Final score is computed by summing the points defined by the point-card.
The points should be small integers, in order to be easily manipulated and remembered by people using them.
You can find hereafter another example of such risk-score model for assessing a stroke risk:
The extreme interpretability of such model is especially useful since it helps to understand and trust the model decision, but also to easily investigate fairness issues and make sure to satisfy legal requirements, and eventually remember it.
The simple computation also allows to write it down on a piece of paper for usage.
The Scorepyo package provides two components that can be used independently:
- Automatic feature binarizer
- Risk-score model
Datasets usually comes with features of various type. Continuous feature must be binarized in order to be used for risk-score model.
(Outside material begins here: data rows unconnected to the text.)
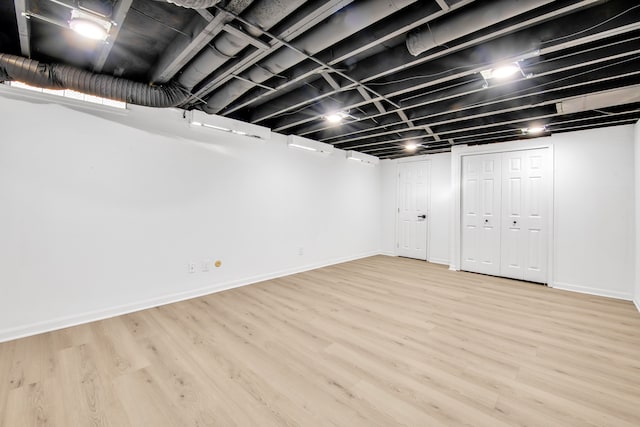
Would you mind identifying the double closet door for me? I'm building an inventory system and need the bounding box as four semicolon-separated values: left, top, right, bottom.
461;148;550;283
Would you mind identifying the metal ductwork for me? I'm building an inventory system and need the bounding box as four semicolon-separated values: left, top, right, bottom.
199;0;416;114
0;53;188;108
556;85;640;114
156;0;220;9
178;0;306;90
407;0;553;56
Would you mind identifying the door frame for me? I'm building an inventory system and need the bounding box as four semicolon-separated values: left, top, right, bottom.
449;138;557;288
393;158;432;262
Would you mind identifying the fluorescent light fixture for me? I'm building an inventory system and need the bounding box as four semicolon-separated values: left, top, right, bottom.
69;9;111;40
287;135;334;154
480;62;522;80
188;110;271;140
324;111;349;123
404;142;422;151
556;84;640;114
347;150;380;165
520;126;547;135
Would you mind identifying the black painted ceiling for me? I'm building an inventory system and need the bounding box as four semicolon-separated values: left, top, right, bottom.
0;0;640;158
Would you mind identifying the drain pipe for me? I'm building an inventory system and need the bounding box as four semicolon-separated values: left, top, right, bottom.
0;53;188;108
198;0;416;114
178;0;307;90
407;0;553;56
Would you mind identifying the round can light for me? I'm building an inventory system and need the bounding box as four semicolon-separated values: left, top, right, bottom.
325;113;342;123
69;18;107;40
491;64;520;79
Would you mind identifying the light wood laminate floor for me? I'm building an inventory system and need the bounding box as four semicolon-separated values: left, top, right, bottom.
0;256;640;427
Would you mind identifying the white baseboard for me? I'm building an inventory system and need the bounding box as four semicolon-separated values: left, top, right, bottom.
427;258;449;265
0;251;380;343
553;282;633;301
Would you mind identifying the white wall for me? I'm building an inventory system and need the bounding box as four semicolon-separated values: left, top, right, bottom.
381;125;640;305
633;121;640;310
551;125;635;300
0;88;381;341
380;153;451;264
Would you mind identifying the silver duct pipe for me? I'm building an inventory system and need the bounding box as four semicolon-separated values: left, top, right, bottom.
178;0;306;90
0;53;188;108
200;0;416;114
407;0;553;56
156;0;220;9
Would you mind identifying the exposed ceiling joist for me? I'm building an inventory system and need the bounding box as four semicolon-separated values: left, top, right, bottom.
223;0;475;115
93;0;133;73
150;12;233;83
258;0;597;131
185;0;353;104
14;0;31;58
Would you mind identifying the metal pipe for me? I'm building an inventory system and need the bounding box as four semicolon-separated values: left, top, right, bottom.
178;0;306;90
201;0;416;114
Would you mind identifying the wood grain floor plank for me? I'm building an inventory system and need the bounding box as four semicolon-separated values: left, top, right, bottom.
0;256;640;427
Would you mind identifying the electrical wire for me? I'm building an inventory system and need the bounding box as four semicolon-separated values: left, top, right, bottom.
542;4;640;44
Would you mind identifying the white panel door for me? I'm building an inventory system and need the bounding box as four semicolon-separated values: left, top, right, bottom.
500;149;548;283
398;161;429;261
523;149;550;283
461;154;502;275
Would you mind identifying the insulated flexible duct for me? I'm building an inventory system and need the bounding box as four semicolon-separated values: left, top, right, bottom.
0;53;187;108
156;0;220;9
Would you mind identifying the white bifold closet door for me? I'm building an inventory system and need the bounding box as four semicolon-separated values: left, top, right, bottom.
461;149;549;283
462;154;502;275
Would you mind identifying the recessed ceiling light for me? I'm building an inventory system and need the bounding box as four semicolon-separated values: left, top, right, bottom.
491;64;520;79
69;9;111;40
480;62;522;80
521;126;547;135
324;113;344;123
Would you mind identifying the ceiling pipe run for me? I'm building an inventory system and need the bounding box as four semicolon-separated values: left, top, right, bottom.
198;0;415;114
407;0;553;56
156;0;220;9
0;53;187;108
178;0;306;90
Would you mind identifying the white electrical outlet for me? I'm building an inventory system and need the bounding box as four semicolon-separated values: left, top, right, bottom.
187;262;196;273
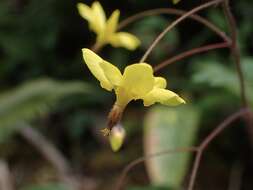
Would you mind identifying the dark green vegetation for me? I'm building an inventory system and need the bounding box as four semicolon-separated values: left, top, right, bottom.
0;0;253;190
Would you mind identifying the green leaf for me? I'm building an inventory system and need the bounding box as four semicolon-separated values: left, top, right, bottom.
144;105;199;189
0;79;91;142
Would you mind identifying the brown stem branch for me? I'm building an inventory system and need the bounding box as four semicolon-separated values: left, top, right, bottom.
187;108;251;190
223;0;248;107
0;160;14;190
139;0;223;63
154;42;230;72
118;8;231;43
115;147;197;190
Scorepyo leverages the awesome interpretML package and their EBM model to automatically extract binary features.
The risk-score model can be modeled as an optimization problem with 3 sets of decision variables:
- Subset of binary features to use
- Points associated to each selected binary feature
- Probabilities associated to each possible score
The objective function is the optimization of a binary classification metric (e.g. the logloss, ROC AUC, average precision) of the computed risk on training samples.
This formulation is already used in other packages such as risk-slim or FasterRisk.
The novelty in Scorepyo is that it decomposes the model search into simple and easily customizable components:
- Ranking of binary features
- Enumeration maximization metric
- Probability calibration
It also drops the link with the sigmoid function when defining the probability of each score, in order to widen the search space of risk-score model.
This package is built on top of great packages:
- interpretML for the binarizer
- Dask to easily scale the costly enumeration step
To better understand the justification of automatically creating risk score model from data, or to not only round coefficients from logistic regression, I refer to the great introduction of this Neurips 2022 paper associated with FasterRisk:
risk-slim has an elegant approach mixing Machine Learning and Integer Linear Programming (ILP), that provides the ability to integrate preferences and constraints on the subset of features, and their associated point. It is unfortunately based on CPLEX, a commercial ILP solver that limits its use, and also have trouble converging in large dimensions.
FasterRisk is a recent package that makes the computation much faster by dropping the ILP approach and providing an other approach to explore this large space of solutions and generate a list of interesting risk-score models that will be diverse. This approach does not integrate constraints as risk-slim does, but does a great job at quickly computing risk-score models. It only provides a binarizer based on quantile.